= Public administration of Java =

In the past, Javanese administrative practices regulated public affairs and set behavioral norms in a succession of the island's notable empires, including Sailendra Mataram, Majapahit, the Demak confederacy, and seventeenth-century Mataram. This tradition continued before succumbing first to colonial practices, and subsequently to global standardization. Today these administrative practices survive in modified form as dominant elements of Indonesia's public administration.

==Javanese Administration==
Javanese administration can be characterized as authoritarian, self-sufficient, and law-abiding. Its authoritarian nature meant that stability of the realm was dependent upon the abilities of whoever was in charge. Whether it was the raja, susuhunan, or sultan, he was somewhat of a semi-deified figure, and the administrative chain-of command led directly to him as master (gusti). All others, including the realm's highest officials, were his servants (kawula). The only exception was the royal family (sentana), whose more prominent members became the forerunners of an administrative system.

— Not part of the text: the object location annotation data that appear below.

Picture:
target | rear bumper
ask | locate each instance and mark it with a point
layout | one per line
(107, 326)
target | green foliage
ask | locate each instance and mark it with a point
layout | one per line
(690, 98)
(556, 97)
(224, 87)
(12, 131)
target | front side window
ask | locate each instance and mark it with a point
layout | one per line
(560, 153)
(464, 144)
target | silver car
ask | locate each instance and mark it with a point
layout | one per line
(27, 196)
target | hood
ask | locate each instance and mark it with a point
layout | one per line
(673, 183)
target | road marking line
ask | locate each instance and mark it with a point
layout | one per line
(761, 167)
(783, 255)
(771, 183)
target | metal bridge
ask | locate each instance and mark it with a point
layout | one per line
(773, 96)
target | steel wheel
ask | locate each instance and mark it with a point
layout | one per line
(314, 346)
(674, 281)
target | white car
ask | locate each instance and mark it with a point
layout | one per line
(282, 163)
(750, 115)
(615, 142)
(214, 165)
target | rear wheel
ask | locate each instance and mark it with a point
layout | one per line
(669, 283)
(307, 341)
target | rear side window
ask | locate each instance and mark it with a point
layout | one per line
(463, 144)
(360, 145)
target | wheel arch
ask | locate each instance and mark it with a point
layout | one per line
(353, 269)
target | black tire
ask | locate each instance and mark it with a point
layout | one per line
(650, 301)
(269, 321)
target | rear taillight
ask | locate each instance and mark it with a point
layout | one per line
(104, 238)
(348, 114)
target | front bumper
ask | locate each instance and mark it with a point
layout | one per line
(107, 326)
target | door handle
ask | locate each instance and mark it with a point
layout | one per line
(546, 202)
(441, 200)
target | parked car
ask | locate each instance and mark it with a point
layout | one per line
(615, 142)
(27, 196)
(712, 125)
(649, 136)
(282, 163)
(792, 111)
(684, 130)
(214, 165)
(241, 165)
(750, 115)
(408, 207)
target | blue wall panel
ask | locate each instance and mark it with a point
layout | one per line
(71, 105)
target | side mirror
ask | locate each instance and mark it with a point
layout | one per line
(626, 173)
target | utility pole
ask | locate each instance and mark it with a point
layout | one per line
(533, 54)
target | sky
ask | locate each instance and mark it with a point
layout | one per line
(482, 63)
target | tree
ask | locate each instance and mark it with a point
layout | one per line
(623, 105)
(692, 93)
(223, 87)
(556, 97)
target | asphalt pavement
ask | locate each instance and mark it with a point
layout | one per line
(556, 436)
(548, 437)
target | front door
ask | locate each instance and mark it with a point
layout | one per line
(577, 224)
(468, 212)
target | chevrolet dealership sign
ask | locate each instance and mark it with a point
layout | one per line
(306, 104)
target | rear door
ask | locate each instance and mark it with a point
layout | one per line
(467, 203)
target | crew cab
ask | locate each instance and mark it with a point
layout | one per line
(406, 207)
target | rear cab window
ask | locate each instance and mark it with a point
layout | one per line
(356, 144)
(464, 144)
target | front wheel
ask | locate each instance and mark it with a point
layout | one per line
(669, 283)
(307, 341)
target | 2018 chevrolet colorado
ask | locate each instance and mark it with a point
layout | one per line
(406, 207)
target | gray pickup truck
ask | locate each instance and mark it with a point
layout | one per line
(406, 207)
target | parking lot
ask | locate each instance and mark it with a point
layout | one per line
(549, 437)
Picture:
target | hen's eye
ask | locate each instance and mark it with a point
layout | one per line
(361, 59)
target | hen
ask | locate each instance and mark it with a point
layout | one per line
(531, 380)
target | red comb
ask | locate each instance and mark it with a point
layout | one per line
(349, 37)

In theory, this was supposed to be a highly centralized form of administration, but it's dark weakness was that it was very unstable. Without a delegation of authority, the officials could only act as occasional substitutes for the king, rather than as authoritative stand-ins with well-defined duties and responsibilities. One part of this problem was the officials' lack of functional specialization: administrative self-sufficiency applied to everyone. As decreed by the king, local administration was to function with as little as possible input from the head. While the authority wielded by individual territorial rulers was recognized, in reality they were bound to the ruler by grants of titles (although only for the life-time of the holder) and marriage alliances, which raised the individual's status to that of the royal family. In other words, the local rulers from each territory had authority of their own, but due to certain decrees, they were essentially made to be part of the royal family, regardless of their "peasant" or "common" origin.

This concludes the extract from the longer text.